Collection | words that stay

Posted by Wanyu Zhang on July 13, 2025

This blog is a collection of excerpts that have stayed with me—lines from poems, lyrics, and books. I’m not an expert in literature, but I write these notes to capture and share the personal connections I feel with these beautiful words.


Flowers

Lyrics by Miley Cyrus

I can buy myself flowers

Write my name in the sand

Talk to my self for hours

Say things you don’t understand

I can take myself dancing

And I can hold my own hand

Yeah, I can love me better than you can

test
Literally, buying meself flowers.

Possibilities

Poem by Wislawa Szymborska

I prefer exceptions

I prefer to leave early

I prefer talking to doctors about something else

I prefer the absurdity of writing poems

to the absurdity of not writing poems

I prefer, where love’s concerned, nonspecific anniversaries

that can be celebrated every day

I prefer zeros on the loose

to those lined up behind a cipher

I prefer keeping in mind even the possibility

that existence has its own reason for being

I first encountered this poem in an elective course on Nobel Prize in Literature, taught by Prof. Dong Ding at SUFE. For our final assignment, she asked each of us to write our own Possibilities. Later, she compiled our poems into a collective version, Possibilities for Class 2023.

This poem is both accessible and powerful, especially when it resonates within a diverse group of people. I still think back to that class as one of the most rewarding experiences in my undergraduate years. If you’re a SUFE student, I highly recommend taking it.

Zen Mind, Beginner’s Mind

Book by Shunryu Suzuki

The idea of keeping a beginner’s mind is similar to the saying, “stay hungry, stay foolish.” At any moment, we can return to being beginners—free from the weight of past achievements and unburdened by desire or fear for the future.

If your mind is empty, it is always ready for anything; it is open to everything. In the beginner’s mind there are many possibilities; in the expert’s mind there are few. In the beginner’s mind there is no thought, “I have attained something.” All self-centered thoughts limit our vast mind. When we have no thought of achievement, no thought of self, we are true beginners.

Good books often echo this common truth. You can find the same spirit of beginner’s mind in The Power of Now, Siddhartha, and in yoga practice, though expressed in different language.

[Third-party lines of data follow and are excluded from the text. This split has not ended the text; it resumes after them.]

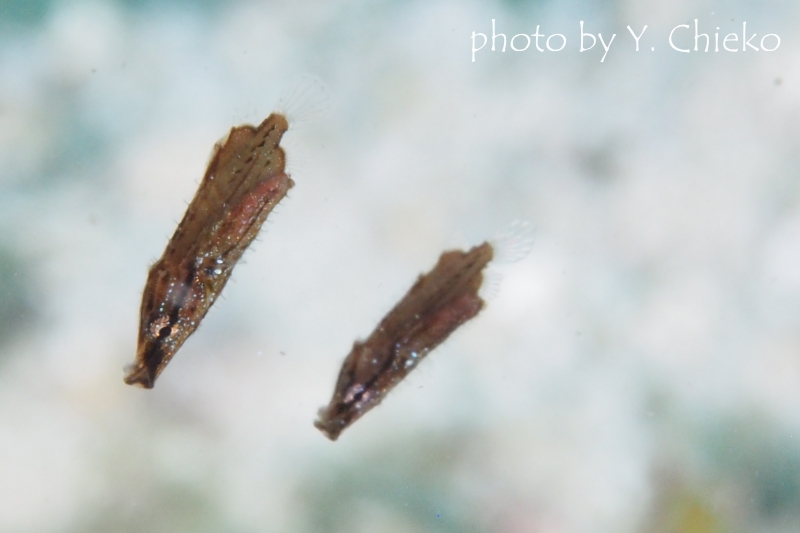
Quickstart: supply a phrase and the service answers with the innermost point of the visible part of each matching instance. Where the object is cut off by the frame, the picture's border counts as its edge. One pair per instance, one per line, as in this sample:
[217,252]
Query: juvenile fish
[437,304]
[245,179]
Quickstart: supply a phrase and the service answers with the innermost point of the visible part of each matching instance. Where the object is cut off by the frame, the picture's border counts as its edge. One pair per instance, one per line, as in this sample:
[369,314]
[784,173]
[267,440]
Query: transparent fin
[514,243]
[304,100]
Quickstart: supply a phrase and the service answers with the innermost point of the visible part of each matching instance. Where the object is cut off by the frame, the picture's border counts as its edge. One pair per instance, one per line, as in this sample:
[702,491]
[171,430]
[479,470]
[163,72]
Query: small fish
[245,180]
[435,306]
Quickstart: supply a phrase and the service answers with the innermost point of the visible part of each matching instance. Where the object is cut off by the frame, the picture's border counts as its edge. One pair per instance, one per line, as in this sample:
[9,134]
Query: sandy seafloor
[639,371]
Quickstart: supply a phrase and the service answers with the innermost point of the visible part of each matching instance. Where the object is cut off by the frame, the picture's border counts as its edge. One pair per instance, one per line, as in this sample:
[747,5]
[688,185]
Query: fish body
[435,306]
[245,180]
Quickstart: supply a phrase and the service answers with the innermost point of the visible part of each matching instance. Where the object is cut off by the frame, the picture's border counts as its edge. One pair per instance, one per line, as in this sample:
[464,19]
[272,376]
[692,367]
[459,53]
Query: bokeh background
[639,371]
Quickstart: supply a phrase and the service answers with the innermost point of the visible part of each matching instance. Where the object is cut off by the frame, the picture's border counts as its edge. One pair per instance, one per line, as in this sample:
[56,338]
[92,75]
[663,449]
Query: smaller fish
[245,180]
[435,306]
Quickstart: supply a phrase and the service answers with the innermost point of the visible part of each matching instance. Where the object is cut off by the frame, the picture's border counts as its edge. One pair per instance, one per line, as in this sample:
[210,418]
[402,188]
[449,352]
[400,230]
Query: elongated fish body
[244,181]
[437,304]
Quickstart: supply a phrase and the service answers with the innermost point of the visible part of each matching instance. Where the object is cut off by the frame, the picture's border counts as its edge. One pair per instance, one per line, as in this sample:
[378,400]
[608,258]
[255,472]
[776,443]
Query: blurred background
[639,371]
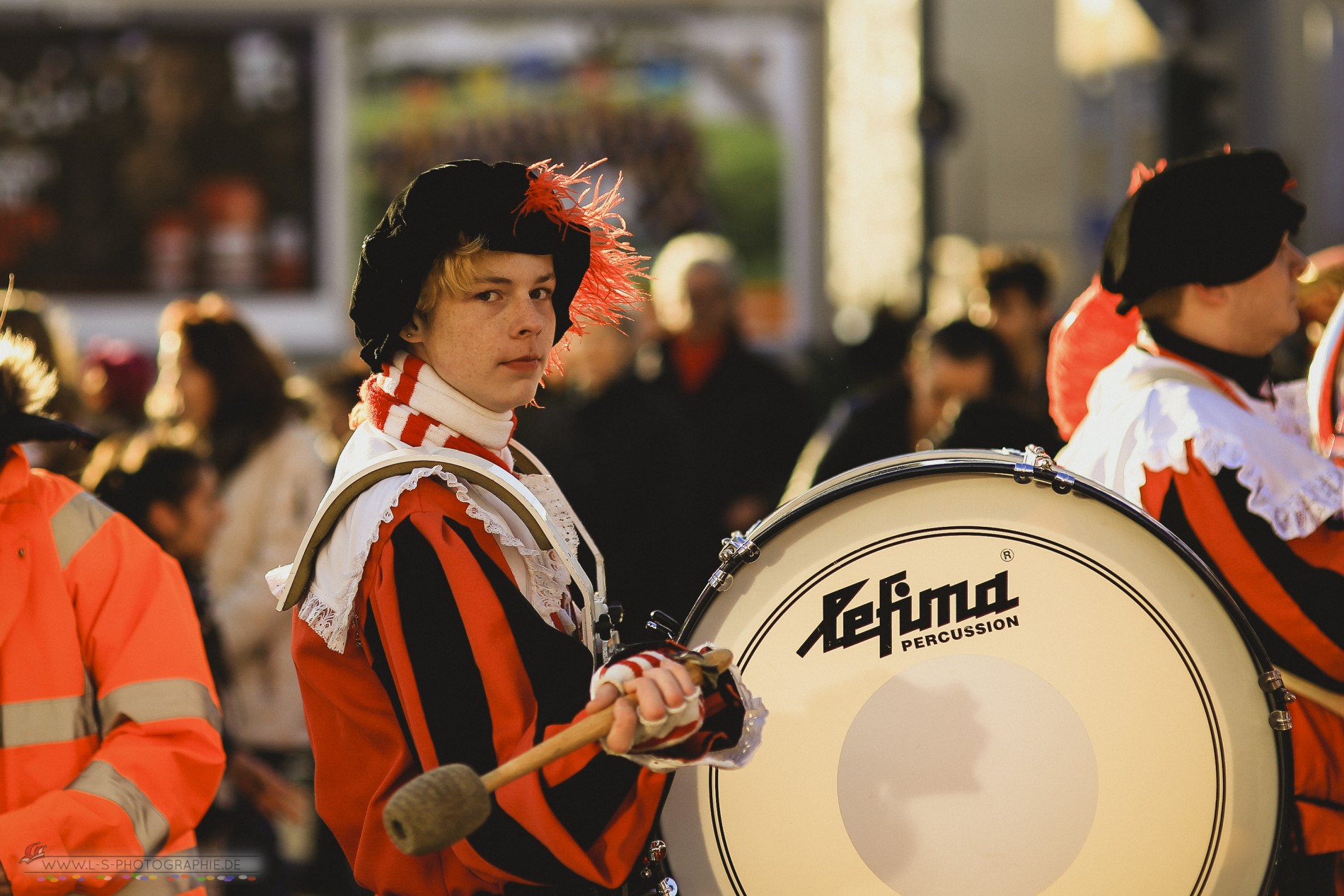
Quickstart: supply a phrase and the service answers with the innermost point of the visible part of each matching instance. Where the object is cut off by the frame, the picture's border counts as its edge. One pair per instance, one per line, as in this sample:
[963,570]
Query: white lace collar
[339,567]
[1142,410]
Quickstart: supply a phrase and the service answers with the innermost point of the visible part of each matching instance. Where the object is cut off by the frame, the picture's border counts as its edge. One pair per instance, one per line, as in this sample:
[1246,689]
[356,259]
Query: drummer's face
[1265,306]
[491,342]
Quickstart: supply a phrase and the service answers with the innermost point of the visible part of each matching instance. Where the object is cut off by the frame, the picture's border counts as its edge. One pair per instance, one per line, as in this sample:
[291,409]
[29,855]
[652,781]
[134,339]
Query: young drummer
[1186,424]
[436,630]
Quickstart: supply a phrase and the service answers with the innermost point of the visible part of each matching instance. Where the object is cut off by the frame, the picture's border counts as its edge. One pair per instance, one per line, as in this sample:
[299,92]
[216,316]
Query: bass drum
[984,677]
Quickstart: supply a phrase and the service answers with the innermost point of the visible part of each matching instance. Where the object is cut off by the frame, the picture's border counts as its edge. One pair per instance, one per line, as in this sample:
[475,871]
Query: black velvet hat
[1214,219]
[516,209]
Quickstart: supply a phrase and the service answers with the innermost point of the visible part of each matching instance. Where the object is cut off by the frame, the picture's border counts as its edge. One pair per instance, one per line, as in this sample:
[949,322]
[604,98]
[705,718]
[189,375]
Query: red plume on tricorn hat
[518,209]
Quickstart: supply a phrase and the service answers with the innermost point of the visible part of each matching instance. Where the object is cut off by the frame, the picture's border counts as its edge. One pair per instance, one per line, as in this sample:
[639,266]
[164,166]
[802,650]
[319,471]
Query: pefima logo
[843,627]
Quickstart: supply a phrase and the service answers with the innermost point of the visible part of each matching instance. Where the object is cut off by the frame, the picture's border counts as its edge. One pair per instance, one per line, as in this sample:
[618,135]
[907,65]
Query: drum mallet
[446,803]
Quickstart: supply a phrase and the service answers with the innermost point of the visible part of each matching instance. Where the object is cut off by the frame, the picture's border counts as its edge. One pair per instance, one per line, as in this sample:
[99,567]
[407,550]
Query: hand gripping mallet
[446,803]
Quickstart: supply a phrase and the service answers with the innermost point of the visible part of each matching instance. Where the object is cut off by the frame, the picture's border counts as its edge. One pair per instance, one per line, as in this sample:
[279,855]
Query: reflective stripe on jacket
[109,722]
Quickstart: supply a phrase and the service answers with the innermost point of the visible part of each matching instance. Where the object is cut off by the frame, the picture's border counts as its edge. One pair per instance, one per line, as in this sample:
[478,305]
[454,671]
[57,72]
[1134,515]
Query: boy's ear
[415,330]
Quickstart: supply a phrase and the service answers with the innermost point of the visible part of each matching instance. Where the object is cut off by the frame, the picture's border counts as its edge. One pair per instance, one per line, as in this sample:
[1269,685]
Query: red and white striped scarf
[413,405]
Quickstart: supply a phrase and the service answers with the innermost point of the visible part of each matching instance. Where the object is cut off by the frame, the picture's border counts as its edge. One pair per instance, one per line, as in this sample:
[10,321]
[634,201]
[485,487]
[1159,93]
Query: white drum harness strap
[597,627]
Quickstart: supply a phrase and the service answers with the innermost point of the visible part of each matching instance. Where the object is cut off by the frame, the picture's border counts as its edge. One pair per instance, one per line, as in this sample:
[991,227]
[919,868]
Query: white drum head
[979,687]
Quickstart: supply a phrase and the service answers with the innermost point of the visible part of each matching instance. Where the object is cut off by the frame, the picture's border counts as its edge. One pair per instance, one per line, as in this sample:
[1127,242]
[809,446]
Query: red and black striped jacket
[449,663]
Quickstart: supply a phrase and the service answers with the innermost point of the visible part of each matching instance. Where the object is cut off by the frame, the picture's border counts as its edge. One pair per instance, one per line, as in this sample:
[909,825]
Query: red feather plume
[1089,337]
[573,200]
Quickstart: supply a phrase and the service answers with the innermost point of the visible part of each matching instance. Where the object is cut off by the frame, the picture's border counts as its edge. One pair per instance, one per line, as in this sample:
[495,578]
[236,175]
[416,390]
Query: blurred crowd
[667,437]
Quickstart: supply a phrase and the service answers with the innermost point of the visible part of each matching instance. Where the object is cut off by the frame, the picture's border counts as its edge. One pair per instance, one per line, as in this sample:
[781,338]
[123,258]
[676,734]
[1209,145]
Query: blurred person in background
[112,740]
[115,382]
[956,394]
[1019,289]
[171,494]
[1317,293]
[33,318]
[337,391]
[743,419]
[228,395]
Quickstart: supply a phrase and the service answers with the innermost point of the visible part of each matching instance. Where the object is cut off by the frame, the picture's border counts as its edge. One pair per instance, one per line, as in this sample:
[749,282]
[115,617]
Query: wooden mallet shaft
[446,803]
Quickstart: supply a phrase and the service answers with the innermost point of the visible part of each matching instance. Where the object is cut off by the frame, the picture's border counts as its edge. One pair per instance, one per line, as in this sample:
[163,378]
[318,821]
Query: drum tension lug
[1272,682]
[738,548]
[721,581]
[1036,464]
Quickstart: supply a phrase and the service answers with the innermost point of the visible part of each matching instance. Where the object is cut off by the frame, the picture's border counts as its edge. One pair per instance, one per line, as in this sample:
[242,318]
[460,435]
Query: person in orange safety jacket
[109,722]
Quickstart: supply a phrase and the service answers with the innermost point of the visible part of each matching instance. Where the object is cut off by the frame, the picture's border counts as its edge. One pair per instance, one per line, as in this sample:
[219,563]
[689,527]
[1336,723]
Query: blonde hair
[453,272]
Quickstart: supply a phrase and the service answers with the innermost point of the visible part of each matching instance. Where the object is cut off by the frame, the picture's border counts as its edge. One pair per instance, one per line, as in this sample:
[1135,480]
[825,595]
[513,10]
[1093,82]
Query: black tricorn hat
[1214,219]
[456,202]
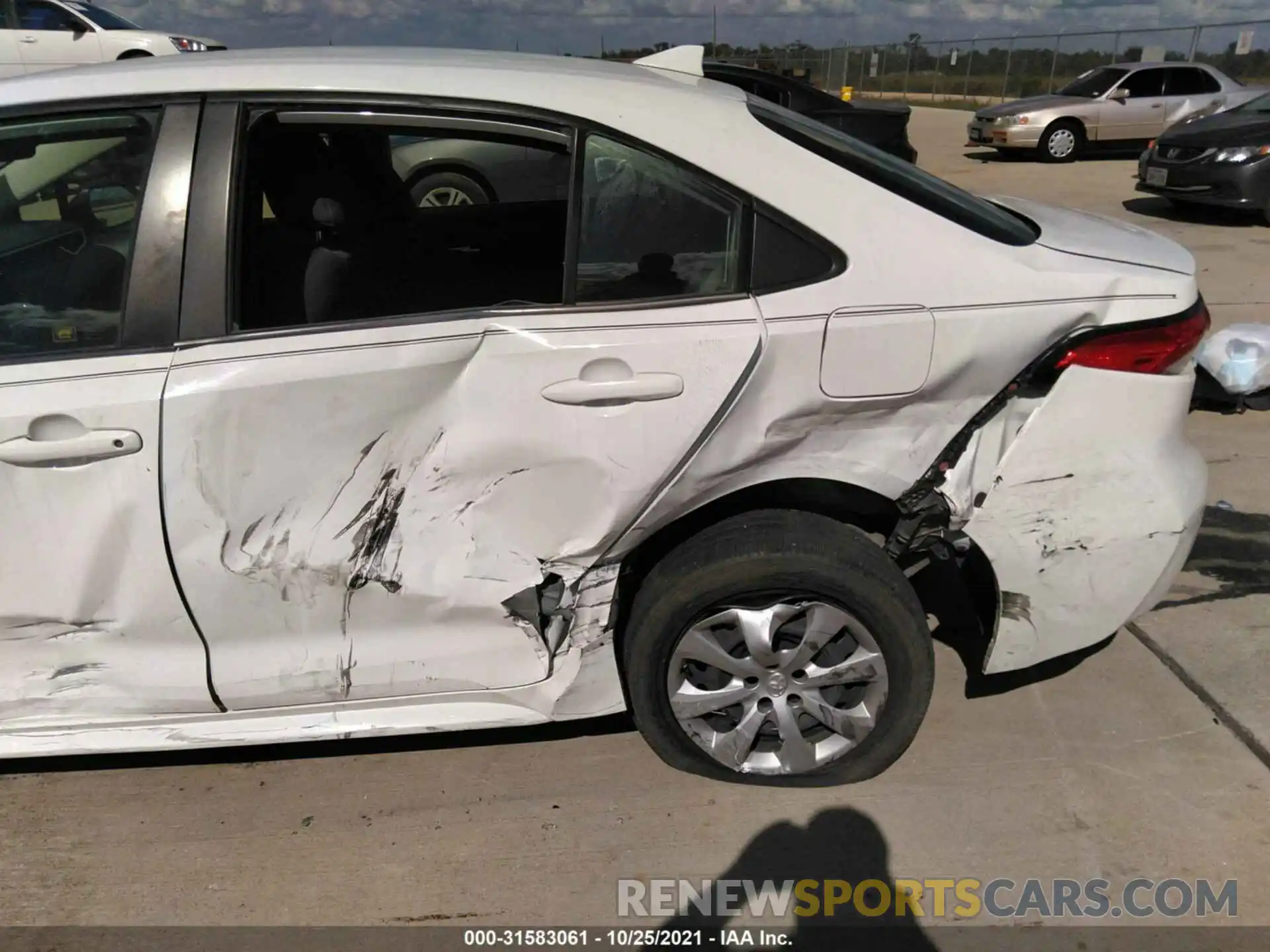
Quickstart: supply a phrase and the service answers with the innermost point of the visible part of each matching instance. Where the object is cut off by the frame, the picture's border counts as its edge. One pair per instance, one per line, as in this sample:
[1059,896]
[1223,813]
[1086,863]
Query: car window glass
[70,190]
[349,221]
[652,229]
[1094,83]
[1144,84]
[103,18]
[770,92]
[896,175]
[37,15]
[1188,81]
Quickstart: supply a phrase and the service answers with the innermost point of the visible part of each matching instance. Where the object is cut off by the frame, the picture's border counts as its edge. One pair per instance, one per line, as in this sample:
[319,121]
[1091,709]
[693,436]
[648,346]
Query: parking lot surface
[1114,768]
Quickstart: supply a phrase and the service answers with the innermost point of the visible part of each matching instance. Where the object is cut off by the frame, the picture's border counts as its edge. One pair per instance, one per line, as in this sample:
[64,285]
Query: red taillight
[1142,350]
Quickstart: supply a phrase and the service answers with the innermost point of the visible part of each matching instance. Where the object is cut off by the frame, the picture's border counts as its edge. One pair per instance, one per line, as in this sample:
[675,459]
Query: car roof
[1154,63]
[566,84]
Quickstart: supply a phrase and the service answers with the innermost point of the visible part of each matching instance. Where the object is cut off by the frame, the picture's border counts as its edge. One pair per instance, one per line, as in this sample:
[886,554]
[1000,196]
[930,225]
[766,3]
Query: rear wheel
[1062,141]
[444,190]
[779,647]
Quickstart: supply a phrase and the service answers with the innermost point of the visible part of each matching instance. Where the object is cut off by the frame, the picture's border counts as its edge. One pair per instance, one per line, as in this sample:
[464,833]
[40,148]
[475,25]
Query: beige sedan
[1121,106]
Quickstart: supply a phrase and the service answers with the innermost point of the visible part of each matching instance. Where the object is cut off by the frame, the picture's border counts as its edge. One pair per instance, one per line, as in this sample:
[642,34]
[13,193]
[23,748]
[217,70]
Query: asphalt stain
[1232,549]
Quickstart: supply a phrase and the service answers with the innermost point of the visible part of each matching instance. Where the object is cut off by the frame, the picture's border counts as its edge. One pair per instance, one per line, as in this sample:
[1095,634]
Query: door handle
[635,389]
[74,451]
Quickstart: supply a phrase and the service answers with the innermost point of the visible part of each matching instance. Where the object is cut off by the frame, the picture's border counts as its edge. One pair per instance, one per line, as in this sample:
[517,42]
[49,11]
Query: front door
[382,481]
[92,625]
[1141,113]
[51,37]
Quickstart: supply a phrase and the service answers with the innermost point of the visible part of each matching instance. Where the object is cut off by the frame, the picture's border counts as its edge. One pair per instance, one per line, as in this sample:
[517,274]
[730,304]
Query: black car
[1220,160]
[880,125]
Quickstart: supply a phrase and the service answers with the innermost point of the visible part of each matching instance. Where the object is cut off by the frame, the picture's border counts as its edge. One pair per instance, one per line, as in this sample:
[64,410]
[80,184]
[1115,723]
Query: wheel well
[458,169]
[843,502]
[1067,121]
[847,503]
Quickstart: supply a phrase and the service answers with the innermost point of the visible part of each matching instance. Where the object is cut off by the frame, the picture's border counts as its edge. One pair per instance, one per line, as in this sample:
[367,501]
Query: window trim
[85,27]
[151,286]
[206,313]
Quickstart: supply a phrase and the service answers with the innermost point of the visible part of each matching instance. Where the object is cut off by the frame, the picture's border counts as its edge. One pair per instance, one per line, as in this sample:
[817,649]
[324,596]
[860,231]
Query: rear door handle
[74,451]
[636,389]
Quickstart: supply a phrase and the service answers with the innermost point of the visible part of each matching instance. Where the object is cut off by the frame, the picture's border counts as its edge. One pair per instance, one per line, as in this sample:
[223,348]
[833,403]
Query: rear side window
[1188,81]
[652,229]
[896,175]
[70,190]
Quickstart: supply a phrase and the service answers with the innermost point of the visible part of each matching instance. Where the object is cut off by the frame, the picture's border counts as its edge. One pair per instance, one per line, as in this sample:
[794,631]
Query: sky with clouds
[578,26]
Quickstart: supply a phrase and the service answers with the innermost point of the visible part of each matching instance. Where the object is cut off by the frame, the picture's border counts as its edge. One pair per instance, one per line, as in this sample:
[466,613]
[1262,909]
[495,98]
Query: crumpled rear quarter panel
[1091,512]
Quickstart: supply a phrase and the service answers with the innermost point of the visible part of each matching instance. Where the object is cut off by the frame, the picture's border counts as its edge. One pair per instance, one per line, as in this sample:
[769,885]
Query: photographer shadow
[836,844]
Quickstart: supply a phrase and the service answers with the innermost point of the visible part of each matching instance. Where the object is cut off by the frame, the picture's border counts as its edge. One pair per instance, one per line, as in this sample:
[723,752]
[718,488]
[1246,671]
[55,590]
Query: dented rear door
[384,512]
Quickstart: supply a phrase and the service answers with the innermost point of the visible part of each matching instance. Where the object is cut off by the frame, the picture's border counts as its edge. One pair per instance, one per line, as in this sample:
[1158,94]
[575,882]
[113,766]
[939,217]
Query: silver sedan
[1119,106]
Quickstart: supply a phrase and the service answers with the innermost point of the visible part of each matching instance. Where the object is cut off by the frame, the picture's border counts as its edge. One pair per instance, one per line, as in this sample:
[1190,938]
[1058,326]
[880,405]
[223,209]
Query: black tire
[448,182]
[1058,136]
[790,555]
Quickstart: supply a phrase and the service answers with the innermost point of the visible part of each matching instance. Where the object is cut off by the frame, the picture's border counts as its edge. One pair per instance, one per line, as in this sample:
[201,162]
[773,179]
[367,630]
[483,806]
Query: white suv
[48,34]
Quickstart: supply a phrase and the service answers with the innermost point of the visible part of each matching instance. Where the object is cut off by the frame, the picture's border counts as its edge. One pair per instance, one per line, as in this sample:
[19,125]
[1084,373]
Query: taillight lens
[1142,350]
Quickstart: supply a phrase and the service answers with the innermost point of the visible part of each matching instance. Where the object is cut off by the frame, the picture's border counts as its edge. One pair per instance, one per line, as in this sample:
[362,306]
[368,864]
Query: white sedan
[50,34]
[286,456]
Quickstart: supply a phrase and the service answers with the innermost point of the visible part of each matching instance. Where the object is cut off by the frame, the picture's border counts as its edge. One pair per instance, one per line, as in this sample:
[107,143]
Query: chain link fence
[996,69]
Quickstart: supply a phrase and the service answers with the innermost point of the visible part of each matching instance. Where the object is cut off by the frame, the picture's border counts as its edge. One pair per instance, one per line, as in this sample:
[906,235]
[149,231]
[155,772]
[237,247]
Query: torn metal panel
[785,427]
[92,625]
[1082,539]
[400,510]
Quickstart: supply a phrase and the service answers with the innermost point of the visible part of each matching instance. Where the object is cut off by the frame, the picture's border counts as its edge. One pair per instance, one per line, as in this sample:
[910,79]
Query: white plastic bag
[1238,357]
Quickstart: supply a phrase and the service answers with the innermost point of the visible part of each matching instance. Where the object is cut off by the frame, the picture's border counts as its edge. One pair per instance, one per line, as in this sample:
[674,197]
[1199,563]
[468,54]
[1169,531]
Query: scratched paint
[355,517]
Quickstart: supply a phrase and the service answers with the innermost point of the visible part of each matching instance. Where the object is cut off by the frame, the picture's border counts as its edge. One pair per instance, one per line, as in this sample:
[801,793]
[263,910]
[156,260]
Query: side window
[351,221]
[70,190]
[37,15]
[652,229]
[1144,83]
[1189,81]
[783,258]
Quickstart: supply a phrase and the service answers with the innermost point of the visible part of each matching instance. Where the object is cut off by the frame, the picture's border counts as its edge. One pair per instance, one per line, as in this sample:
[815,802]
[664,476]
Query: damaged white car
[286,456]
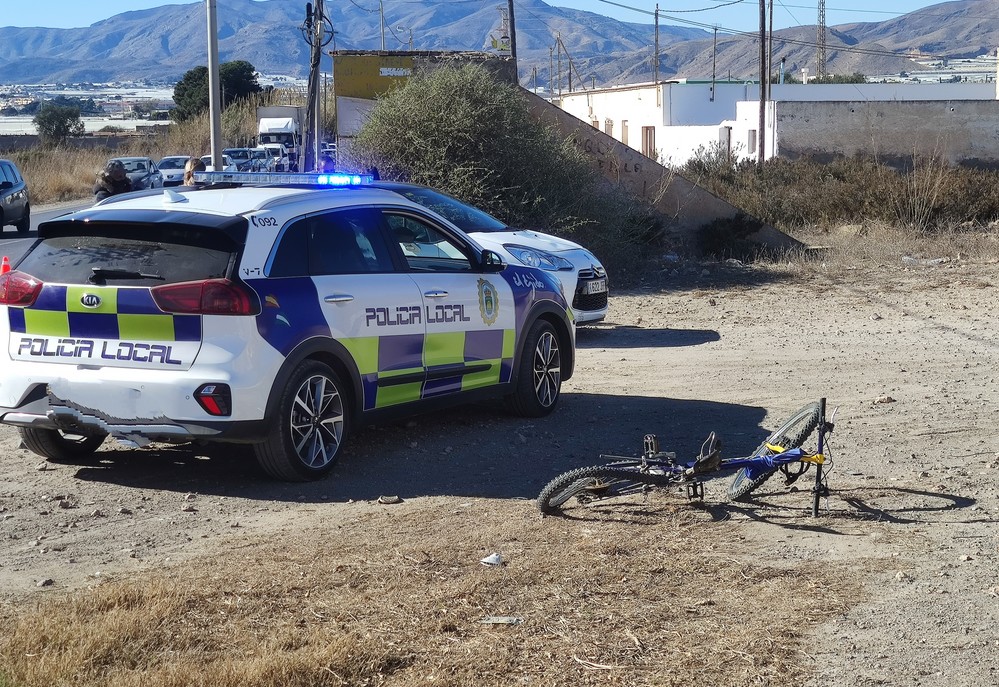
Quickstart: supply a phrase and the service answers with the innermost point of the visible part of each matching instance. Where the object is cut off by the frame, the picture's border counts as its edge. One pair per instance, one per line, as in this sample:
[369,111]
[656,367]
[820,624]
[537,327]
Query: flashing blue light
[278,179]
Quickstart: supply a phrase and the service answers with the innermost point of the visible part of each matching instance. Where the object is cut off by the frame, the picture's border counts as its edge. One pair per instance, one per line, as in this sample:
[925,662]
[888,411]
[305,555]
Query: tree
[237,80]
[484,147]
[56,123]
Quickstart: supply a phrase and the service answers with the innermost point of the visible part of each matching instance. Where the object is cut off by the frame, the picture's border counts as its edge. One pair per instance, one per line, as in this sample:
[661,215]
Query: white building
[670,121]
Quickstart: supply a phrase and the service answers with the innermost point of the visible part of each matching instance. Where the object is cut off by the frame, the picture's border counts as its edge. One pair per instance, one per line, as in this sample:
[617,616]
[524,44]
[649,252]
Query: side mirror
[491,261]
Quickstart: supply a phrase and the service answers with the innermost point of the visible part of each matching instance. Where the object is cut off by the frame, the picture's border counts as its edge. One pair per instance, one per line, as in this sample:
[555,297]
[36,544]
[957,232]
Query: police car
[281,315]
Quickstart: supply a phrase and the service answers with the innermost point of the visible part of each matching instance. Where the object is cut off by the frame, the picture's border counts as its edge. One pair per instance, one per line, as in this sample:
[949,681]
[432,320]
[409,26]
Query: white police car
[583,278]
[281,316]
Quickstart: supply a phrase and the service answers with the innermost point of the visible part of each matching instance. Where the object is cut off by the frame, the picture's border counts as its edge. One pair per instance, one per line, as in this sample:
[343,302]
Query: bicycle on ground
[656,469]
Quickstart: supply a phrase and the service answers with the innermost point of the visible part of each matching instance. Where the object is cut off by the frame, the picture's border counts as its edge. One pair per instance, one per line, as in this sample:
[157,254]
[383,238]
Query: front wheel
[791,434]
[311,426]
[539,378]
[58,446]
[585,486]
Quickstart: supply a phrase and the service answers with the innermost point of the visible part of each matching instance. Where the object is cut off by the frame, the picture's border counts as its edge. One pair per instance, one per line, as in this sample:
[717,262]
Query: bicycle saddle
[709,459]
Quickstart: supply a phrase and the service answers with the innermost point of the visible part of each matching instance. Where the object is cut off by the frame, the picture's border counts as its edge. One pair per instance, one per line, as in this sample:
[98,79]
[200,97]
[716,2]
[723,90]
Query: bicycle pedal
[695,491]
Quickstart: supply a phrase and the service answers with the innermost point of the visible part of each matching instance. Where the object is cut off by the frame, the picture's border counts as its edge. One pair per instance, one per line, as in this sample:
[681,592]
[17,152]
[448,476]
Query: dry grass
[657,596]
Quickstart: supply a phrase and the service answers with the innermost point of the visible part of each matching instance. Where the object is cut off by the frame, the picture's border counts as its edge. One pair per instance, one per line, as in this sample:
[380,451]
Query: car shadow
[609,335]
[473,451]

As a beginner, you listen carefully without comparing to what you already know; you keep doing without clinging to goals; and you forget yourself in the process:

When you do something, you should burn yourself completely, as a good bonfire, leaving no trace of yourself.

A Room of One’s Own

Book by Virginia Woolf

This book explores the relationship between women and fiction. It is often regarded as a cornerstone of feminist writing. The book doesn’t try to provide final answers, but I found that many of Woolf’s ideas resonate with my own reflections on gender and research.

As a woman in academia, I often enter rooms filled mostly with male researchers. It is hard not to wonder why this imbalance exists, and easy to slip into the mindset of “fighting for women in academia.” But my personal belief is that research itself has no gender. To carry the weight of “sexual awareness” into research can risk distorting its purity. Woolf articulated this with clarity:

The very first sentence that I would write here, I said, crossing over to the writing-table and taking up the page headed Women and Fiction, is that it is fatal for anyone who writes to think of their sex. It is fatal to be a man or woman pure and simple; one must be woman-manly or man-womanly.